JACKSONVILLE, Fla — JEA spent $238,000 preparing for the Republican National Convention and will likely not be reimbursed, adding more money to the city's tab to host the event that never happened.
The city-owned utility's expenses continue to undermine statements made by Mayor Lenny Curry and his aides, who aggressively courted the event and said local taxpayers wouldn't pay anything to host it. City Council auditors last week revealed the city could likely absorb $154,000 in overtime pay and consulting fees related to the event.
That brings the total of RNC-related costs to $392,000.
JEA will likely absorb its costs, as the city never received a federal grant that was supposed to cover JEA and City Hall's expenses, said JEA spokeswoman Gerri Boyce.
Boyce said JEA's convention expenses were a combination of salary and material costs, as the utility immediately began hardening its water and electrical infrastructure near the downtown convention site as soon as the GOP announced they were moving the event from Charlotte to Jacksonville.
"It's very similar to what JEA did in preparation for the Super Bowl," Boyce said. "You have to make sure that the assets that provide electricity, water and sewer are protected... Most people don't think about it, but you have to make sure you have a system in place so you can still provide those services."
Boyce said some of the work was related to securing utility assets, while other work was performed to ensure its infrastructure was ready to handle the demands of a large-scale event. JEA also decided to perform routine maintenance and other scheduled improvements that were supposed to be completed in the next few years.
The expenses will be absorbed by JEA's annual budget, Boyce said.
When the GOP announced it was moving its convention to Jacksonville, Curry said a private committee was raising money to pay for the event and that no local taxpayer money would be spent.
An aide for Curry told City Council members on July 24, the day after Trump canceled the convention, that the city spent staff time but not taxpayer dollars preparing for the event. However, Councilman Garrett Dennis asked the City Council Auditor's office to conduct its own review of the expenses.
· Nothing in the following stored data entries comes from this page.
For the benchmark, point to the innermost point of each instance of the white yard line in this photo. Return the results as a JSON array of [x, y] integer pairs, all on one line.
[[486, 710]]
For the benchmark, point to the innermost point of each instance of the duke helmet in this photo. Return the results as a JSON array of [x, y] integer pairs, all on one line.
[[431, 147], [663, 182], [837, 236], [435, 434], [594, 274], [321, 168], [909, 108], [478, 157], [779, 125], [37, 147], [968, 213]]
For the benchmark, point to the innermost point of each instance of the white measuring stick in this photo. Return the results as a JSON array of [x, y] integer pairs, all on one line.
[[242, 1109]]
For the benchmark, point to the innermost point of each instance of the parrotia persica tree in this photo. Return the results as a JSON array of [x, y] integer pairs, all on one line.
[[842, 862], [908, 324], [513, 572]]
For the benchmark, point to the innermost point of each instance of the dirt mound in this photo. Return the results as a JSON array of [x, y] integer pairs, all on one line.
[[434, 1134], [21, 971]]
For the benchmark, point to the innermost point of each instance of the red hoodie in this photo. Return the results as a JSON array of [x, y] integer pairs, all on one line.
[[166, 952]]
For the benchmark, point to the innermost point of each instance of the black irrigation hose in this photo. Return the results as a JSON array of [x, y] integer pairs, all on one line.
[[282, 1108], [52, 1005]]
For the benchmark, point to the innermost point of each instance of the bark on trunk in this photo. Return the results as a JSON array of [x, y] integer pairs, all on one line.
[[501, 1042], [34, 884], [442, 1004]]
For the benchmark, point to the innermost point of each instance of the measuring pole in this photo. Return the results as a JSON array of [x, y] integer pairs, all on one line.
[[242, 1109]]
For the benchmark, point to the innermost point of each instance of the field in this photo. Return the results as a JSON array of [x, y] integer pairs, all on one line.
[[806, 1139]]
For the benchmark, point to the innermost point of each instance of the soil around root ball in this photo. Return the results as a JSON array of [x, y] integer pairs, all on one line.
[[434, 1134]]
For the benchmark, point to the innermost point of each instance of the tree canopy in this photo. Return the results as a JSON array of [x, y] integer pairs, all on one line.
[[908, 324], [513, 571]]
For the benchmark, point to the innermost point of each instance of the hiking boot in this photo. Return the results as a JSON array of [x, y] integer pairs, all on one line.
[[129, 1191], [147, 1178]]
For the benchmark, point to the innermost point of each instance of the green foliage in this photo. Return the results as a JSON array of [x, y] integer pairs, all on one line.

Last week, auditors revealed that the city could end up paying $154,000 in event-related costs "above and beyond" its day-to-day expenses. Overtime costs, mainly from Jacksonville Sheriff's Office employees making security preparations, made up more than half of the amount.
The city also awarded a $70,000 contract to a consultant to help with grant compliance, although city officials are reviewing that contract before paying the invoice.